The stories which appeared were
- "Asterix the Gladiator" from November 28, 1977 to February 26, 1978
- "Asterix and Cleopatra" from February 27 to May 28, 1978
- "Asterix and the Great Crossing" from May 29 to August 27, 1978
- "Asterix and the Big Fight" from August 28 to November 26, 1978
- "Asterix in Spain" from November 27, 1978 to February 25, 1979 (however, most papers had dropped it well before the final date)
- "Asterix in Britain" began February 26, 1979 in a very few papers including the Windsor Star, where it last appeared March 10

Transitions between stories were made from the Thursday or Friday of the final week of a story until the following Monday (including the Sunday color comic), devoting part of each strip to the ending story and part to the upcoming story.

===American albums===
Robert Steven Caron translated five volumes into American English for Dargaud's international branch. These are Asterix and the Great Crossing in 1984, Asterix the Legionary and Asterix at the Olympic Games in 1992, and Asterix in Britain and Asterix and Cleopatra in 1995. For copyright purposes, most of the characters names were changed. With Asterix never achieving great popularity in the United States, this series of re-translations was halted after these albums, leading to some confusion among the few American fans of the series (the other volumes through to Asterix in Belgium were issued with the British translation by Dargaud in the same market).

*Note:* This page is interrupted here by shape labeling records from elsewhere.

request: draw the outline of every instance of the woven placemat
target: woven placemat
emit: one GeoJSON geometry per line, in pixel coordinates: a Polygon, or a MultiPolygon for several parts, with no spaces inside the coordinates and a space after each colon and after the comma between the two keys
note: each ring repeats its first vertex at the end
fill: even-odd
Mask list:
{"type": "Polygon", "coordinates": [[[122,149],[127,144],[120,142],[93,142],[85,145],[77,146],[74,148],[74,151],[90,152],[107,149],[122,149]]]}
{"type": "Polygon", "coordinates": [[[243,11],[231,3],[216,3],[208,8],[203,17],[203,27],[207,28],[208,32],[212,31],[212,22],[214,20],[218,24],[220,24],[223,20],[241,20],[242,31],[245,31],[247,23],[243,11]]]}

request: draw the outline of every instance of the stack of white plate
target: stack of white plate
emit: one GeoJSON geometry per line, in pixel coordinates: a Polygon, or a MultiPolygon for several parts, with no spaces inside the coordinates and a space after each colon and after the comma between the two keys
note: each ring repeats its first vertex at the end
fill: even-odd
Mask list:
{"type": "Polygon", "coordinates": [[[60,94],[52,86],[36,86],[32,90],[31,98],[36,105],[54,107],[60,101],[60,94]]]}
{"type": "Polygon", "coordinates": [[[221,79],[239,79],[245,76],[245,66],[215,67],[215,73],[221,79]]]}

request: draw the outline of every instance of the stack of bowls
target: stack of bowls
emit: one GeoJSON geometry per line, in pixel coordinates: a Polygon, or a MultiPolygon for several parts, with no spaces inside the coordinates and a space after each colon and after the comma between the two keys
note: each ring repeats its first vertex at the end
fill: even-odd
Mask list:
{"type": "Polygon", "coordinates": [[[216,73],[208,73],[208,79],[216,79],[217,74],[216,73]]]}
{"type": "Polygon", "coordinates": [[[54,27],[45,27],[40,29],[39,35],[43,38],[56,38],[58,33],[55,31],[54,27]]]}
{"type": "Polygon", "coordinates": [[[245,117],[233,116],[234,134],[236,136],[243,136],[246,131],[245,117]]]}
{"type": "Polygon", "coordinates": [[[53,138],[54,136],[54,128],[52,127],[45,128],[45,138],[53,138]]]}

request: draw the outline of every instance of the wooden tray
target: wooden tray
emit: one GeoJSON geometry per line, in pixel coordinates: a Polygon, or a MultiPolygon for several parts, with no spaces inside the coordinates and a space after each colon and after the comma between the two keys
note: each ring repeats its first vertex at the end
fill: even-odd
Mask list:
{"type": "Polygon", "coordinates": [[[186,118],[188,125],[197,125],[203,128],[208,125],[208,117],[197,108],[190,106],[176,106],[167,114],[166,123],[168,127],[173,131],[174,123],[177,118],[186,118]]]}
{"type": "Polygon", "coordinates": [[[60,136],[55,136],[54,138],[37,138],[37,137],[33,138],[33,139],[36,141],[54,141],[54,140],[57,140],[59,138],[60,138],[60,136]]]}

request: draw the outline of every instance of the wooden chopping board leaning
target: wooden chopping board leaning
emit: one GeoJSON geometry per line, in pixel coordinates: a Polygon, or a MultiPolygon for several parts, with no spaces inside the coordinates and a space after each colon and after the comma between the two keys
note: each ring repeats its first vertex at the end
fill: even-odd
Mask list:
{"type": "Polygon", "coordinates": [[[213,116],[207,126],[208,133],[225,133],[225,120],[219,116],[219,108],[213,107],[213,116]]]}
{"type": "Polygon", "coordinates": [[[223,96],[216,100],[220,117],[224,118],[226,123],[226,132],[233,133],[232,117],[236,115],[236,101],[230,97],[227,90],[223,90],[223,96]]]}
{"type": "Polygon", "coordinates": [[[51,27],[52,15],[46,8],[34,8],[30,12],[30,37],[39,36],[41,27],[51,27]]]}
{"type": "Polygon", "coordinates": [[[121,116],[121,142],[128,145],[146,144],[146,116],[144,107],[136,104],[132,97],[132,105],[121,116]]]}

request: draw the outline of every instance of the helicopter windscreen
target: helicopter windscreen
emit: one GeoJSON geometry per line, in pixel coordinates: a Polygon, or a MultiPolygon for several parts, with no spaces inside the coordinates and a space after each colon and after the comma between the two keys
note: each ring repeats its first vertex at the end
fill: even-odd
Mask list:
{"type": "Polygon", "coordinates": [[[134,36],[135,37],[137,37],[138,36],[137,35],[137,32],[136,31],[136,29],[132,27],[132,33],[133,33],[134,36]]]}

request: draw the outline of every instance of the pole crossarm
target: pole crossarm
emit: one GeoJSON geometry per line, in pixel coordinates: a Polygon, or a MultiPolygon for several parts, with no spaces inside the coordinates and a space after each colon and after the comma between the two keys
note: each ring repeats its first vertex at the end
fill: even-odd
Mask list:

In 2019, The New York Times reported that new Americanized translations of Asterix would be published by Papercutz, starting in May 2020. The new translator is Joe Johnson (Dr. Edward Joseph Johnson), a Professor of French and Spanish at Clayton State University. The Papercutz editions refer to the village druid by his original French name of Panoramix, and various other minor characters have been renamed as well. Papercutz publishes omnibus volumes in chronological order, with each book containing three albums. Papercutz also published the most recent albums, Asterix and the Chieftain's Daughter and Asterix and the Griffin, as solo books.

===Easy language===
In 2023 German publisher Egmont Ehapa issued a special edition in Easy Language, on the occasion of the Special Olympics World Games in Berlin. The translation of Bell and Hockridge was transferred into Easy Language by Ursula Semlitsch, for "people who don't understand English very well".